– Дура я, дура! – кляла она себя, – Господи! Какая я, в самом деле, дура!
После той ночи она запила. Сначала только прикладывалась к рюмочке наливки, настойки, хорошего вина, но скоро перешла к водке. И начала курить. Если то, что она «тяпнула малость» удавалось как-то скрывать от Семена Игнатьевича, то запах табака он учуял сразу.
– Не пойму, почему здесь пахнет дешевым куревом? – спросил он, морща нос, – Кто-то был у нас?
– Кто к нам придет?! – отвечала Татьяна зло.
– Но откуда здесь такой запах?
– Оттуда!
Семен Игнатьевич недоуменно пожал плечами, и до конца ужина не проронил ни слова, выводя Татьяну из себя тем, что время от времени принюхивался с подозрением.
Но шила в мешке не утаишь, и скоро он застал Татьяну пьяной. В стельку! Она лежала на диване с дымящей сигаретой меж пальцев. Он бешено затормошил ее, а она только плевалась и материлась. Можно представить его возмущение, и можно представить скандал, который он закатил наутро. Но Татьяна нахально отшила его.
– Я буду пить, сколько хочу, и когда захочу! – орала она, пугая его свирепым с похмелья лицом.
– И курить буду, не смей делать мне замечания! Я не продавщица в твоем магазинчике.
Его особенно выводило то, что его гордость, его супермаркет она называла теперь паршивым магазином или магазинчиком.
– Но ты мне жена! – попробовал он урезонить ее.
– Ну и что?!
Татьяна стояла, уперев руки в бока и угрожающе нависая над ним.

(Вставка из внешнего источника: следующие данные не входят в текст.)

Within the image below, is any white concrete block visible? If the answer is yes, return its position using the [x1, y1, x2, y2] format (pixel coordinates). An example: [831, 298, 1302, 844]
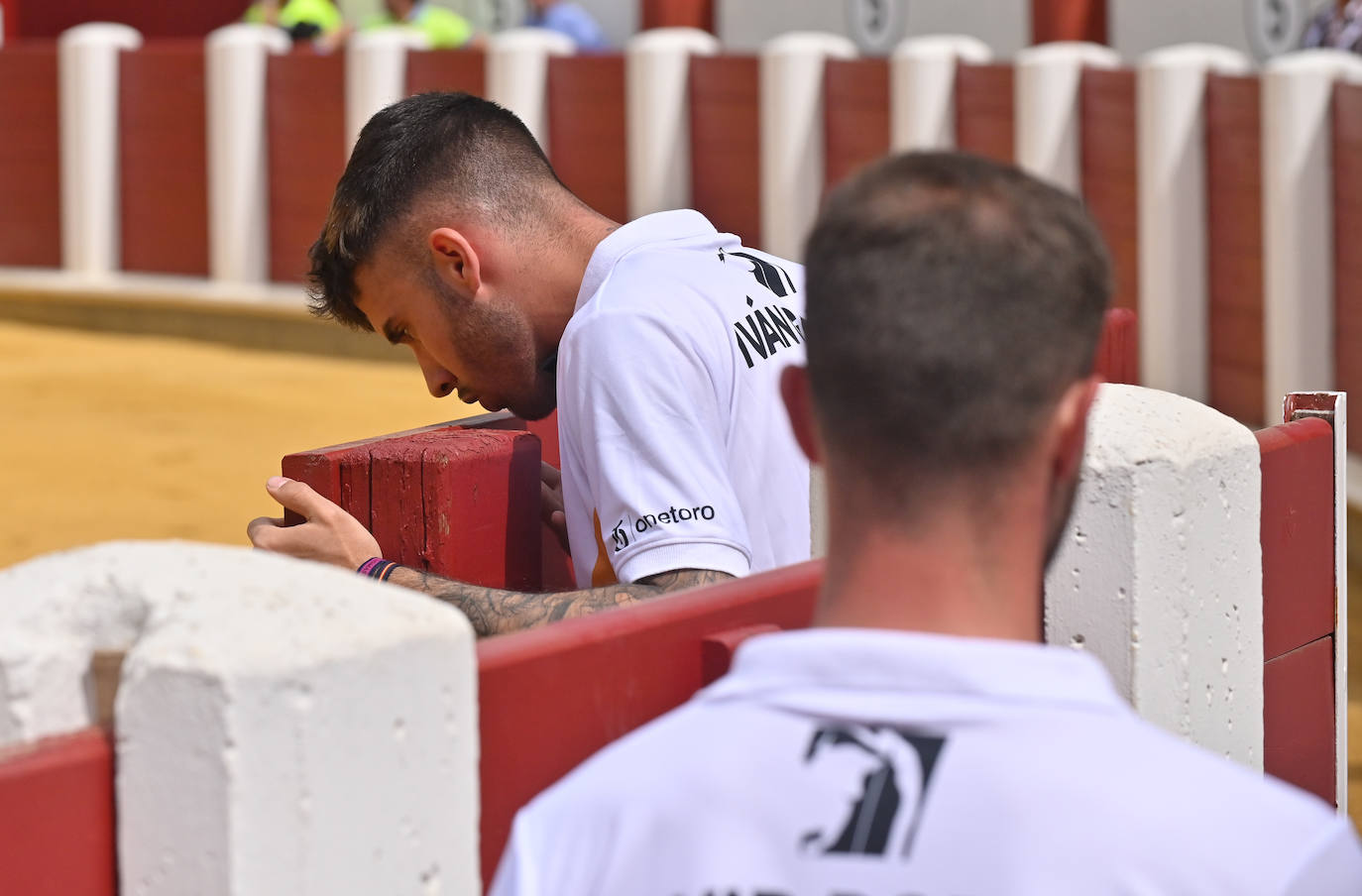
[1013, 41, 1121, 193]
[0, 542, 481, 896]
[1136, 44, 1252, 401]
[1045, 386, 1263, 769]
[624, 29, 719, 218]
[1263, 51, 1362, 419]
[204, 25, 291, 283]
[345, 27, 430, 156]
[758, 32, 856, 260]
[57, 22, 142, 277]
[889, 34, 993, 153]
[487, 29, 578, 158]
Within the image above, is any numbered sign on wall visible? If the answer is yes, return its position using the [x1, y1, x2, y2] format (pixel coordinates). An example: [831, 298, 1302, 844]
[1108, 0, 1312, 59]
[714, 0, 1031, 56]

– Жена – не рабыня! Я буду делать, что мне вздумается. А если недоволен – вон дверь!
Татьяна сама удивилась своей наглости – квартира, на дверь которой она указывала, принадлежала ему. Но он не посмел напомнить об этом.
Семен Игнатьевич вынужден был обратиться к Алене. Он встретил ее на улице возле университета. Падал редкий пушистый снег. Снежинки лениво опускались на асфальт, превращаясь под ногами прохожих в грязную кашицу. Семен Игнатьевич печально глядел на бюст какого-то деятеля, украшавшего двор вуза. Небольшой пуфик из слипшихся снежинок образовался на носу деятеля, делая того похожим на клоуна. Но Семену Игнатьевичу было не до смеха.
– Алена, я хочу поговорить с вами об очень важном деле, – начал он, не зная, как приступить к разговору, – На очень серьезную тему.
И он завздыхал. Алена не понимала, что нужно отчиму. Она спешила, а Семен Игнатьевич мялся, неизвестно отчего. Она не узнавала его; прежде он всегда был таким уверенным, если не сказать, – самоуверенным.
– Ну, говорите же! – прикрикнула она, – Что-то случилось? Где мама? Что-то с ней?
– Нет, не с ней – тянул Семен Игнатьевич, – То есть, да…
Затем предложил:
– Давайте сядем в машину, здесь так холодно. И снег… такой мокрый.
– Дядь Семен, я тороплюсь! Что вы тянете! Говорите же, что с мамой!
– Я хочу поговорить с вами, – продолжал Семен Игнатьевич, начиная злить падчерицу, – Так продолжаться дальше не может. Это какой-то кошмар! Вы должны поговорить, посодействовать.
– С кем поговорить? В чем посодействовать?!
– С Татьяной – она стала совсем неуправляемой.
– Мама? – удивилась Алена, – А что с ней? Вы поссорились?
– Да… – и Семен Игнатьевич тут же опроверг себя, – То есть, нет.
– Так поссорились или нет?!
– Дело не в ссоре. Татьяна… как бы это сказать… Может, сядем в машину, – предложил он вновь, выведя Алену из себя.
– Да говорите же, что с мамой! – крикнула она, – Чего заладили: «в машину» да «в машину»! Чего я не видела в вашей машине?
Семен Игнатьевич вздохнул и сказал:
– Татьяна начала пить. И курить.
Алена молчала, усваивая услышанное.
– Алена, прошу, сядем в машину, – еще раз попросил Семен Игнатьевич, – Это не пятиминутный разговор.